Olivier Père

Ceci n’est pas un film de Jafar Panahi et Mojtaba Mirtahmasb

Lundi dernier, nous découvrions Ceci n’est pas un film à l’avant-première organisée par la Cinémathèque française. Tourné en toute clandestinité, le film avait été présenté pour la première fois hors compétition lors du dernier Festival de Cannes. Il sort aujourd’hui sur les écrans français, distribué par Kanibal films.
Jafar Panahi a été condamné à six ans de prison et à une interdiction de vingt ans de sortie du territoire et d’exercer son métier de cinéaste. Depuis des mois, il attend le verdict de la cour d’appel, dans son appartement. Si Panahi ne peut pas faire de film, rien ne l’empêche d’en imaginer un, seul avec un autre cinéaste, son ami Mojtaba Mirtahmasb. Entre le salon et la cuisine, il invente une histoire, une mise en scène, dialogue avec ses anciens films dont il choisit des extraits sur son écran plat. Le film montre le triomphe de l’imagination et de l’esprit, mais aussi le courage d’un cinéaste qui doit surmonter son angoisse et sa frustration créatrice avec beaucoup d’ironie. Ceci n’est pas un film est au contraire un film, et un des meilleurs de son auteur. Ce n’est pas un paradoxe mais au-delà de l’acte de résistance, la démonstration du talent du cinéaste qui parvient avec presque rien (une caméra, un ami, un téléphone portable) à dresser un portrait juste non seulement d’une situation personnelle dramatique mais aussi de tout un pays pris en otage par un régime totalitaire (voir la dernière séquence, drôle et très intelligente, où le cinéaste sort enfin de son appartement pour accompagner dans l’ascenseur le jeune homme qui descend les poubelles de l’immeuble).

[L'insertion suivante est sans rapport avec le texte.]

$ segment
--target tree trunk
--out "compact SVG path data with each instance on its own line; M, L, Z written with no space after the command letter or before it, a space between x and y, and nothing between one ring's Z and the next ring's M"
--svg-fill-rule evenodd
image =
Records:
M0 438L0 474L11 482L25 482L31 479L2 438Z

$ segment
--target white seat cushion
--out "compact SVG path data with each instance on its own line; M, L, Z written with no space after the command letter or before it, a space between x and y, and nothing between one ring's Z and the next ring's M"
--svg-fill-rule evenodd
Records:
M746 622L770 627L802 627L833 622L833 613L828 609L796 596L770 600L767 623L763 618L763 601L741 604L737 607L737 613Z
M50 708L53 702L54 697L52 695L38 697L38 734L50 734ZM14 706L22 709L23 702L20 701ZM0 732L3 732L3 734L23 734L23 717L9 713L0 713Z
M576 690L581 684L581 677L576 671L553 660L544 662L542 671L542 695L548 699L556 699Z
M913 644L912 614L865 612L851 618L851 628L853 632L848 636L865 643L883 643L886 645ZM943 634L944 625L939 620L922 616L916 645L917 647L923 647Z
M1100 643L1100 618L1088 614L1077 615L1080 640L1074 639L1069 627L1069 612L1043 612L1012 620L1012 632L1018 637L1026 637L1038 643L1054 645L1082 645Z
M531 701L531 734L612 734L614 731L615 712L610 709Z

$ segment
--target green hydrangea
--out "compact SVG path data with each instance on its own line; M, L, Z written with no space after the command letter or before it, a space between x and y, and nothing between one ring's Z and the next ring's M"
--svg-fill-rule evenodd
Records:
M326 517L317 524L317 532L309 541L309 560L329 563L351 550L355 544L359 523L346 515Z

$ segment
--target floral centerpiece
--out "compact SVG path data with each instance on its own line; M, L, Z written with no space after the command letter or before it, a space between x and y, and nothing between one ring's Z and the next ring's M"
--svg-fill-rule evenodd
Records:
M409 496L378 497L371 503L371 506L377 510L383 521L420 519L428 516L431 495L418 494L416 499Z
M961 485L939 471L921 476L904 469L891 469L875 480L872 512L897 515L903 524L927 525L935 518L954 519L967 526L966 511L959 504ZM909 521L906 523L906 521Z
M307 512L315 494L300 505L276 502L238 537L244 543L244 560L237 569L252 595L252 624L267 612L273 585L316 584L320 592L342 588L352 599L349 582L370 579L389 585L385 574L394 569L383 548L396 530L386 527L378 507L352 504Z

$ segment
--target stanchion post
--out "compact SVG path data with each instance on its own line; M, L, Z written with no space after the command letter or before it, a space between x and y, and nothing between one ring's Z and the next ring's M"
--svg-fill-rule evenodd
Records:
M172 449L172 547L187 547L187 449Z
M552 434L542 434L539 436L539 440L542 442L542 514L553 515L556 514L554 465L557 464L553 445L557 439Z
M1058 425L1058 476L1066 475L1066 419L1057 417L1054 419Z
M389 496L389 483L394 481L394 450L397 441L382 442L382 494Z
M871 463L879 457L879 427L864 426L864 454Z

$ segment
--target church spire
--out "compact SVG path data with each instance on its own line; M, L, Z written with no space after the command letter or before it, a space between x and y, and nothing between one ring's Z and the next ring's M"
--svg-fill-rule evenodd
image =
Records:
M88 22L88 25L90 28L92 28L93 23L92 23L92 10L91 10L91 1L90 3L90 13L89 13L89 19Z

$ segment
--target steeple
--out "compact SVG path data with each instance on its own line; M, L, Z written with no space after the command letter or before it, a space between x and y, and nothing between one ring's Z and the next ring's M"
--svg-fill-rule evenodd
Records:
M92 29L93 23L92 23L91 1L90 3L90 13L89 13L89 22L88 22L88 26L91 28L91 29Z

Le soir de la projection – émouvante – à la Cinémathèque française, un communiqué de presse nous informait de l’arrestation de sept cinéastes iraniens :
« Suite à une nouvelle offensive de la police secrète du régime iranien contre les milieux du cinéma, sept artistes de renommée ont été arrêtés durant le dernier week-end (soit le 17 et 18 septembre). Il s’agit de Mojtaba Mirtahmsasb (réalisateur, il a cosigné Ceci n’est pas un film avec Jafar Panahi), Nasser Saffarian (réalisateur), Hadi Afarideh (réalisateur), Mohsen Shahnazdar (journaliste et documentariste), Shahnam Bazdar (réalisateur), Mehrdad Zahedian (réalisateur) et notre amie Katayoun Shahabi (productrice de cinéma). » Nouvelles consternantes et très inquiétantes, qui confirment le danger que courent actuellement les protagonistes du cinéma iranien dans leur propre pays. Je connais Katayoun depuis plusieurs années, c’est elle qui lors de mon unique voyage en Iran, en 2005, m’avait montré le second film de Mohammad Rasoulof, Jazireh ahani (Iron Island/La vie sur l’eau) qui avait fait la clôture de la Quinzaine des Réalisateurs cette année-là. Rasoulof a été condamné lui aussi à six ans de prison. Il a pu quitter l’Iran pour la sortie parisienne de son nouveau film Au revoir.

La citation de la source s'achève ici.